1. Proton exchange membrane fuel cell or electrolyzer (1), comprising a stack of a plurality of cells (30), the stack being sandwiched between a first clamping plate (23) and a second clamping plate (23), to apply a predetermined clamping pressure on the stack, one of the clamping plates (23) having at least one conical bearing surface (43) opening into a through hole, the cell (1) having at least one clamping device comprising a tie rod (44) and a conical washer (45) received by the conical bearing surface (43) so that the conical parts are opposite each other, the tie rod (44) being held in position by one of its ends, by the conical washer (45) so as to apply the clamping pressure on the stack.

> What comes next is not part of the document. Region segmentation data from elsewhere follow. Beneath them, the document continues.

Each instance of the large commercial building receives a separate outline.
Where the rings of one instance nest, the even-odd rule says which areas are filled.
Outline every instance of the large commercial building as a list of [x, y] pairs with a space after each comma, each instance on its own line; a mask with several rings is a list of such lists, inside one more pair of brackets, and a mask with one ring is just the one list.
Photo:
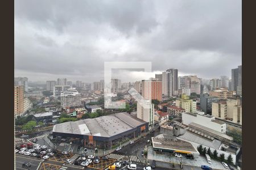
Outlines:
[[22, 116], [24, 113], [24, 86], [14, 86], [14, 114]]
[[28, 91], [28, 79], [27, 77], [15, 77], [14, 78], [14, 85], [15, 86], [23, 86], [23, 90], [25, 92]]
[[60, 92], [61, 91], [67, 90], [71, 88], [71, 86], [69, 86], [56, 85], [53, 87], [53, 96], [60, 96]]
[[205, 94], [200, 96], [200, 107], [205, 114], [212, 114], [212, 103], [219, 100], [218, 97], [209, 96]]
[[237, 86], [242, 86], [242, 65], [233, 69], [232, 72], [231, 90], [237, 91]]
[[79, 139], [85, 147], [111, 149], [148, 130], [148, 123], [127, 113], [54, 125], [53, 136]]
[[209, 92], [210, 96], [217, 97], [220, 100], [227, 99], [228, 98], [232, 97], [233, 95], [233, 91], [228, 91], [228, 88], [220, 88], [213, 91]]
[[162, 101], [162, 82], [155, 80], [142, 81], [142, 95], [146, 100]]
[[81, 94], [75, 88], [62, 91], [60, 94], [61, 107], [80, 106], [81, 104]]
[[209, 115], [182, 113], [182, 123], [188, 126], [191, 123], [196, 123], [218, 132], [226, 133], [226, 124], [216, 120], [214, 117]]
[[57, 84], [56, 81], [47, 81], [46, 82], [46, 90], [53, 91], [54, 86]]
[[181, 95], [181, 99], [176, 100], [176, 106], [185, 109], [186, 112], [196, 113], [196, 101], [189, 99], [185, 94]]
[[173, 96], [178, 95], [178, 70], [170, 69], [163, 72], [162, 76], [162, 92], [165, 96]]

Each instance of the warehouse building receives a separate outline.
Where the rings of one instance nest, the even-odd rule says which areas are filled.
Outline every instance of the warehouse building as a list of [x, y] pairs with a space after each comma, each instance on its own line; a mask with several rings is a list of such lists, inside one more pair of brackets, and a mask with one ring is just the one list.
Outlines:
[[148, 131], [148, 122], [126, 112], [54, 125], [53, 136], [80, 140], [85, 147], [110, 149]]

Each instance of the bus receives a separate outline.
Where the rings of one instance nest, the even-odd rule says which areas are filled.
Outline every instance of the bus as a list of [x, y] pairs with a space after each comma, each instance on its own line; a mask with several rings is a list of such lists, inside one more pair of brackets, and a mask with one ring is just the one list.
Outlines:
[[210, 156], [209, 156], [208, 154], [205, 154], [205, 159], [207, 159], [208, 164], [212, 164], [212, 161], [210, 160]]

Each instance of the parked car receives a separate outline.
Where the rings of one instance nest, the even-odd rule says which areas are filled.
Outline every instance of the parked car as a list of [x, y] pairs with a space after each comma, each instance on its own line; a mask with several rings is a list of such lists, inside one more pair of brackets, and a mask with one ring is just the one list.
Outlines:
[[54, 154], [53, 154], [53, 152], [48, 152], [48, 153], [47, 154], [47, 155], [48, 155], [48, 156], [52, 156], [54, 155]]
[[52, 149], [48, 149], [46, 150], [46, 151], [47, 152], [52, 152]]
[[28, 150], [28, 151], [30, 152], [35, 152], [35, 150], [33, 148], [30, 149], [30, 150]]
[[121, 164], [119, 162], [116, 162], [114, 164], [114, 165], [115, 165], [115, 167], [120, 168], [121, 166]]
[[228, 164], [226, 163], [225, 163], [224, 162], [222, 162], [221, 163], [222, 164], [223, 166], [224, 166], [225, 168], [230, 169], [229, 165], [228, 165]]
[[24, 155], [27, 155], [27, 156], [30, 155], [31, 154], [31, 152], [26, 152], [25, 153], [24, 153]]
[[180, 155], [180, 154], [177, 154], [177, 153], [175, 153], [175, 156], [177, 157], [177, 158], [182, 158], [181, 155]]
[[38, 156], [38, 154], [36, 154], [36, 153], [32, 153], [31, 155], [30, 155], [30, 156], [32, 157], [36, 157], [36, 156]]
[[212, 168], [207, 165], [201, 165], [201, 168], [205, 170], [212, 170]]
[[43, 159], [47, 159], [48, 158], [49, 158], [49, 156], [48, 156], [48, 155], [46, 155], [46, 156], [43, 156]]
[[94, 163], [98, 164], [98, 163], [100, 162], [100, 159], [94, 159], [94, 161], [93, 161], [93, 162], [94, 162]]
[[88, 156], [88, 159], [93, 159], [93, 158], [94, 158], [94, 156], [93, 156], [93, 155], [90, 155], [89, 156]]
[[155, 160], [153, 160], [153, 162], [152, 162], [151, 168], [153, 169], [155, 168]]
[[20, 151], [19, 152], [19, 154], [24, 154], [24, 153], [25, 153], [26, 151]]
[[116, 149], [115, 149], [115, 150], [117, 151], [119, 151], [119, 150], [121, 150], [122, 149], [122, 147], [117, 147]]
[[67, 155], [67, 154], [68, 154], [68, 151], [63, 151], [61, 152], [61, 154], [63, 155]]
[[90, 159], [87, 159], [86, 161], [88, 162], [89, 163], [89, 164], [90, 164], [92, 163], [92, 160]]
[[128, 168], [128, 169], [137, 169], [137, 165], [136, 164], [130, 164], [128, 165], [127, 168]]
[[82, 167], [87, 167], [88, 165], [89, 165], [89, 162], [84, 161], [81, 163], [81, 165]]

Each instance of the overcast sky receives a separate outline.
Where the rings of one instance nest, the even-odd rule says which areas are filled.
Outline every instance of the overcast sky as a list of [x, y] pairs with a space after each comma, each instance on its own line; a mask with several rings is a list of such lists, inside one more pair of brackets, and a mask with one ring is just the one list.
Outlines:
[[230, 77], [242, 63], [241, 11], [236, 0], [15, 1], [15, 75], [91, 82], [104, 61], [151, 61], [152, 73], [125, 81], [170, 68]]

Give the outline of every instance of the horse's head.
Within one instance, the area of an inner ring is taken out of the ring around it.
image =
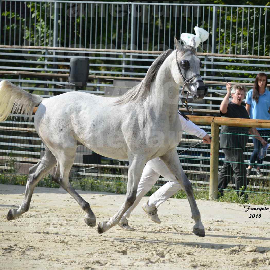
[[[195,40],[193,41],[191,46],[182,46],[175,38],[174,44],[176,48],[175,53],[175,66],[173,76],[175,81],[183,87],[184,91],[187,90],[194,99],[202,99],[207,93],[205,86],[200,75],[201,62],[197,55],[194,49]]]

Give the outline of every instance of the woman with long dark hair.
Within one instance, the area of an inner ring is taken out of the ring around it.
[[[246,98],[246,109],[252,119],[263,119],[270,120],[270,92],[267,89],[267,75],[263,72],[256,76],[253,89],[249,90]],[[265,141],[270,135],[270,130],[267,129],[257,129],[261,136]],[[259,152],[262,147],[261,142],[252,137],[254,145],[253,152],[251,154],[248,167],[247,169],[247,175],[250,175],[251,169],[257,161],[256,175],[258,177],[263,176],[261,171],[262,160],[258,158]]]

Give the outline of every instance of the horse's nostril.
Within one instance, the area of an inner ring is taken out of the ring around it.
[[[207,88],[205,86],[200,86],[197,89],[197,94],[199,96],[204,96],[207,93]]]
[[[207,87],[205,87],[205,90],[204,90],[204,96],[205,96],[207,94]]]

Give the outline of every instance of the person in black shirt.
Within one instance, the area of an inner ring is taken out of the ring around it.
[[[241,105],[247,90],[247,88],[238,84],[234,86],[231,91],[231,83],[227,84],[227,93],[220,108],[221,116],[249,119],[247,110]],[[229,101],[231,94],[232,98]],[[242,187],[244,187],[243,191],[247,188],[248,183],[247,178],[247,170],[244,163],[244,152],[249,133],[255,136],[255,137],[263,146],[267,143],[255,128],[221,127],[220,145],[225,154],[225,161],[218,175],[219,197],[223,196],[224,190],[230,181],[233,173],[237,194],[239,195],[239,191]],[[244,193],[242,191],[240,195],[242,196]],[[247,195],[245,197],[247,198]]]

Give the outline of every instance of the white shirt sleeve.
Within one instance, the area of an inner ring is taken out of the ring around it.
[[[186,120],[179,113],[178,115],[183,130],[191,135],[195,135],[201,139],[202,139],[204,136],[207,135],[207,133],[203,130],[200,129],[190,120],[188,121]]]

2. Stack (1) according to the preceding claim, the tie rod (44) passing through the conical washer (45).

3. Stack (1) according to any one of the preceding claims, the conical bearing surface (43) being provided on the face of said clamping plate (23) which is opposite to the stacking.

4. Stack (1) according to any one of the preceding claims, the clamping device comprising a nut (49) screwed onto the tie rod (44) for clamping the conical washer (45) against said clamping plate (23) or the clamping device comprising a compensating member (47) for compensating the dimensional change due to the cells of the stack, the compensating member (47) comprising in particular a spring (47) disposed around the tie rod (44), the compensating member (47) being disposed axially between the conical washer (45) and a limit switch (48), to enable the compensating member (47) to cause a relative displacement of the limit switch (48) with respect to the conical washer (45).

5. Battery (1) according to the preceding claim, the limit switch member (48) having a thread and being screwed onto the tie rod (44).

6. Stack (1) according to any one of the preceding claims, the tie rod (44) being devoid of thermal and / or electrical insulation along the stack.

7. A pile (1) according to any one of the preceding claims, the clamping device comprising, on the side of the other clamping plates (23), a nut (49) screwed onto the tie rod (44) to apply a clamping force to the other clamping plates (23), or a threaded hole formed in the other clamping plates (23) to receive a second of the ends, in particular threaded, of the tie rod (44).

8. Stack (1) according to one of the preceding claims, the other of the clamping plates (23) comprising at least one conical bearing surface (43) opening into a through hole, the clamping device comprising at least two conical washers (45), each washer being received respectively by the conical bearing surface (43) of one and the other of the clamping plates (23), the tie rod (44) being held in position at each of its ends, by the conical washers (45) so as to apply the clamping pressure on the stack.

9. Stack (1) according to any one of the preceding claims, each cell having an opening for the passage of the tie rod (44), the diameter of the opening being strictly greater than the internal diameter of the conical washer (45).